Essa distinção, tão questionada, encontra seu fundamento no toyotismo e na teoria do foco, por ele adotada, em razão da qual a empresa central ou principal concentra suas funções naquilo que é a expressão nuclear de sua atividade, horizontalizando entre outras empresas as outras atividades, tidas por periféricas ou auxiliares, as quais, por sua vez, são principais para essas empresas horizontalizadas.
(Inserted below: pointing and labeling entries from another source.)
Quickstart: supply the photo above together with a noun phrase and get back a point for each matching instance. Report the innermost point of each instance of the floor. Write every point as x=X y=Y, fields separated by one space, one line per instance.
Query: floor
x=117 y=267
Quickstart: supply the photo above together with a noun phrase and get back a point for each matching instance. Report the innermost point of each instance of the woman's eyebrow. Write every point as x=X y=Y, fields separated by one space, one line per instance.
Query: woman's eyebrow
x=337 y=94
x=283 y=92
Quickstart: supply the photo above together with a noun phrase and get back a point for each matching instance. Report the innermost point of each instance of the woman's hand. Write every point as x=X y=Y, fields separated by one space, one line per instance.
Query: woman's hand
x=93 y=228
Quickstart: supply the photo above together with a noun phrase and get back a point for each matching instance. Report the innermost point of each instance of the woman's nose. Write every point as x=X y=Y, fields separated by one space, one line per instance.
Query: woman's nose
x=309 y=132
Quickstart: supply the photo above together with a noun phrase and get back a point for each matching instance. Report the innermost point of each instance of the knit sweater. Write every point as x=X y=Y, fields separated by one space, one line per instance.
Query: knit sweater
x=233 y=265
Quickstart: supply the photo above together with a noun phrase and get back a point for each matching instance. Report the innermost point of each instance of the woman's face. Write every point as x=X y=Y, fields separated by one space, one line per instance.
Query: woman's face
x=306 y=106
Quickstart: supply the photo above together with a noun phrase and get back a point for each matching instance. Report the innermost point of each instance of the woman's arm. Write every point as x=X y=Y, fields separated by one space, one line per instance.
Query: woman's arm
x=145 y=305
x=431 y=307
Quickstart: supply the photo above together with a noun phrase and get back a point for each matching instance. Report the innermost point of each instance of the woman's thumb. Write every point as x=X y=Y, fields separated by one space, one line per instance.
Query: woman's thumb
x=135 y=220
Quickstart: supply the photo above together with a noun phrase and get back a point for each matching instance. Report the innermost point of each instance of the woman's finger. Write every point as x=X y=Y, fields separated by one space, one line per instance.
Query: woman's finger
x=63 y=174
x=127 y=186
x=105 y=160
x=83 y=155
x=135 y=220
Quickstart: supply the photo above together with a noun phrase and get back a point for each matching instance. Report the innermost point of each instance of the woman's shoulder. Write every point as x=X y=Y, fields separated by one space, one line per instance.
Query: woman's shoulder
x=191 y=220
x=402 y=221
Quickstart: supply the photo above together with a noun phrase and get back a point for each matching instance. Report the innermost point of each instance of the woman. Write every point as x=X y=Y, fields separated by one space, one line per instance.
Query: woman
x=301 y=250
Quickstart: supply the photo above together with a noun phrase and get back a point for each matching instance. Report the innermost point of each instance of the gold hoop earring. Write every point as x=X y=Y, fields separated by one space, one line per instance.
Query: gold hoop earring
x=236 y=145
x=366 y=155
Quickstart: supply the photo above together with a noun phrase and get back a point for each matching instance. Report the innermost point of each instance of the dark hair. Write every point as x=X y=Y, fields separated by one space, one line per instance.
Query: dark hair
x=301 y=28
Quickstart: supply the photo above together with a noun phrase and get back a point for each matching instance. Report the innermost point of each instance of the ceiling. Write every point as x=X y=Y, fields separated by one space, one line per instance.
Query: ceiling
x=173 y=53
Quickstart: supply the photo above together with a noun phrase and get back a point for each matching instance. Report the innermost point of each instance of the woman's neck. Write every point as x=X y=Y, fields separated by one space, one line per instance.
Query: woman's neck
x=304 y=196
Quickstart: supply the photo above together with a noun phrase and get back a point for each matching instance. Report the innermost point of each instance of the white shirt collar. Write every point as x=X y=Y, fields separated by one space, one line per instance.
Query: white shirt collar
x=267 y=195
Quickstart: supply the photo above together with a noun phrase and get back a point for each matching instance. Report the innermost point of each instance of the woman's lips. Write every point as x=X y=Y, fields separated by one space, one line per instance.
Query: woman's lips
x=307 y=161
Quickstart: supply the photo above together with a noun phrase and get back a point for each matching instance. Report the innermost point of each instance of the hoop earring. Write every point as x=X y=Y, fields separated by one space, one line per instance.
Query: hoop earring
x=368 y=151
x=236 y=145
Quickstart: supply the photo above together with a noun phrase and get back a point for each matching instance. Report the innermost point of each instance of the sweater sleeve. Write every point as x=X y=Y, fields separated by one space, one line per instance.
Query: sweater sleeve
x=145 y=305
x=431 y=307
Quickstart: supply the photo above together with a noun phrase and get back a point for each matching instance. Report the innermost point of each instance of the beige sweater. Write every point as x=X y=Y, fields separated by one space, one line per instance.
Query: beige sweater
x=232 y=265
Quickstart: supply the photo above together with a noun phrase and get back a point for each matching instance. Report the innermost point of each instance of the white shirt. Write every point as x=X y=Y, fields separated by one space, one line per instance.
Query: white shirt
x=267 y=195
Com a análise e a cristalização de entendimento da Corte Superior sobre o procedimento da terceirização, houve o reconhecimento de sua validade, sob determinado parâmetro, o que conferiu não apenas visibilidade jurídica à prática administrativa, como aquietou as indagações sobre a regularidade de sua adoção e traçou uma linha demarcatória para os procedimentos legais e ilegais.8

6.2. O papel político da súmula n 331 Do tribunal superior do trabalho
6.2.1. O ativismo judicial

Importa, na abordagem do tema da judicialização da terceirização, tratar do conceito de ativismo judicial, distinguindo-o de juridicização da política. Esta corresponde à expansão do Poder Judiciário ou dos meios judiciais, especialmente quanto ao poder de revisão judiciária das ações do Legislativo e do Executivo;9 o outro é o reconhecimento do papel de destaque do Poder Judiciário na implementação dos valores da Constituição.10 Ambos têm como ponto de partida a reflexão sobre o Estado e a força da Constituição.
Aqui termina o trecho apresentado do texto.